The latest search for MH370 — the Malaysia Airlines plane that disappeared four years ago en route from Kuala Lumpur to Beijing with 239 people onboard — has ended in failure, the company behind the search said on Tuesday.
The company, Ocean Infinity of Houston, which scoured the seabed for any sign of wreckage with support from the Malaysian government, announced that the search was winding down with no evidence of the plane’s whereabouts.
“Part of our motivation for renewing the search was to try to provide some answers to those affected,” Oliver Plunkett, Ocean Infinity’s chief executive, said in a statement. “It is therefore with a heavy heart that we end our current search without having achieved that aim.”
He did not rule out a future resumed hunt.
The plane, a Boeing 777 operated by Malaysia Airlines, deviated from its planned route north on March 8, 2014, for reasons that are still unknown. After traveling south over the Indian Ocean, the plane is believed to have flown for about five hours before probably running out of fuel and disappearing.
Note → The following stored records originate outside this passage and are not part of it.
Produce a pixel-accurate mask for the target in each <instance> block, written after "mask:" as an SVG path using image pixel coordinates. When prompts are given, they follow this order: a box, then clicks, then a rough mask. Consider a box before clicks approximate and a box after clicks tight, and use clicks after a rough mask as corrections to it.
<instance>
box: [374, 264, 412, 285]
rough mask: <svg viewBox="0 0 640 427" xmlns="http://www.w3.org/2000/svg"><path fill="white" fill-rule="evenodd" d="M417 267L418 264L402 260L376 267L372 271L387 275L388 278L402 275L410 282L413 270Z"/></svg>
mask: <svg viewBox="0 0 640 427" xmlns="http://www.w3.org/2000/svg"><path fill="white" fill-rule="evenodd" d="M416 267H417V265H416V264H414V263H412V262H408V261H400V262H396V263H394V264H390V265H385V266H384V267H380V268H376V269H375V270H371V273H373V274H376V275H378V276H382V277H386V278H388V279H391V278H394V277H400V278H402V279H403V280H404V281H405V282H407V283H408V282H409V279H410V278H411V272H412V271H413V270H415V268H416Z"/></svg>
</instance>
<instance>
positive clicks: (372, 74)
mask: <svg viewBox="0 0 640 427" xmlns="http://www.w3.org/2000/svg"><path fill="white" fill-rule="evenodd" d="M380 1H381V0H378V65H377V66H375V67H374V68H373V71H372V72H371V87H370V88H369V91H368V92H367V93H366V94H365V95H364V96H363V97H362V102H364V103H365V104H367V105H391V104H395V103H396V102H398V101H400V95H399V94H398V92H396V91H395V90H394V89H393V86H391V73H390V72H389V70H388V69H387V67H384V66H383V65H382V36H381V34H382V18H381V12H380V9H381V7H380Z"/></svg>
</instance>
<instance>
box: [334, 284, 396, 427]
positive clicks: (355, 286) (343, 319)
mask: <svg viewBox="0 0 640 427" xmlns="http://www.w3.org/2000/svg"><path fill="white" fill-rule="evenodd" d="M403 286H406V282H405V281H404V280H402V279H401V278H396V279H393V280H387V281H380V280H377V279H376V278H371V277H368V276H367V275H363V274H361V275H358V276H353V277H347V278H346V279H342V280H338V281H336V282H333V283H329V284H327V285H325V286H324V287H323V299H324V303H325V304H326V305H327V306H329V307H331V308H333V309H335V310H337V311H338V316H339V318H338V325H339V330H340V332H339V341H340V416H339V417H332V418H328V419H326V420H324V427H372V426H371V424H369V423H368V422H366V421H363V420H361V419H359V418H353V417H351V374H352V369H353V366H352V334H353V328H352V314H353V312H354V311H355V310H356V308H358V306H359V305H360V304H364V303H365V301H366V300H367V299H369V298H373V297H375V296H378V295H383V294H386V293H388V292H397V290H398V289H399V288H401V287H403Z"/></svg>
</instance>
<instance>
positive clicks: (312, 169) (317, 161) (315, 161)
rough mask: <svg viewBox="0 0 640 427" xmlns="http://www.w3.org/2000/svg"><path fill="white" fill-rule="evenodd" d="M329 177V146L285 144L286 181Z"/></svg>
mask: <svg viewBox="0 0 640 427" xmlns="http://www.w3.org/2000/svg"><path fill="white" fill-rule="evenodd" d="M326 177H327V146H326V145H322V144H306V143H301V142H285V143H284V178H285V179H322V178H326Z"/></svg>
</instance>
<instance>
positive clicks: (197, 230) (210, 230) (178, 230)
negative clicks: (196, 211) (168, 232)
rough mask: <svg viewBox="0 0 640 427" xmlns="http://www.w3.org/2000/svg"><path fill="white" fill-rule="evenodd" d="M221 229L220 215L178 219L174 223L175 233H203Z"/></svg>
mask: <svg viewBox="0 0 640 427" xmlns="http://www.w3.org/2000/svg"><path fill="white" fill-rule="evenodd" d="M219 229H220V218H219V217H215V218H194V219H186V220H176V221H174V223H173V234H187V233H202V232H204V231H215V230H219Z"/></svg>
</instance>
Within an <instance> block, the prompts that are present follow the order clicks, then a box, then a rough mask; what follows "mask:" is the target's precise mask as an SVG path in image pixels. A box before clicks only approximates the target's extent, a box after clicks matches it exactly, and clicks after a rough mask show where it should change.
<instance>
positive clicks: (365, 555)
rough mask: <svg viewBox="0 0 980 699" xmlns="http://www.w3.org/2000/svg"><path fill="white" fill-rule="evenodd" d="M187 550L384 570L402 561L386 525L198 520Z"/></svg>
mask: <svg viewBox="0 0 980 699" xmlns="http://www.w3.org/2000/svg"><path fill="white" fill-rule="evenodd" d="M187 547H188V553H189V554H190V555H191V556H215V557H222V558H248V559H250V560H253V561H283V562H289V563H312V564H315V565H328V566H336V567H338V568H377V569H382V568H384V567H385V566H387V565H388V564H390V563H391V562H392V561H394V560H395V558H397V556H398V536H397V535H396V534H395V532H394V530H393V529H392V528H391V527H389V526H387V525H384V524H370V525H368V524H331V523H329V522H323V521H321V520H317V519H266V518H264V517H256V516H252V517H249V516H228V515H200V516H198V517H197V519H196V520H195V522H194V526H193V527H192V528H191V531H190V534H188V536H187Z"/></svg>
The governments of Australia, Malaysia and China suspended the official search after scrutinizing about 46,000 square miles of the Indian Ocean floor at a cost of more than $150 million. Officials then concluded that the probable crash site was farther north.
The Malaysian government began the latest search in partnership with Ocean Infinity after pressure from families of the missing.
Ocean Infinity agreed to participate as part of what the Malaysian government called a “no cure, no fee” agreement, under which the company could have received up to $70 million if it found the wreckage or data recorders, and nothing if it did not. The Seabed Constructor, a ship operated by the company, set out in January to being searching.
In a little over three months of searching, the investigation covered almost the same-sized area as the previous search had completed in two and a half years, Ocean Infinity said in its statement.
But the investigators came no closer to finding the plane.
Mr. Plunkett thanked Seabed Constructor crew members “who have worked tirelessly,” and called the Australian Transport Safety Bureau’s dedication to find the plane “unwavering.”
“We sincerely hope that we will be able to again offer our services in the search for MH370 in future,” he said.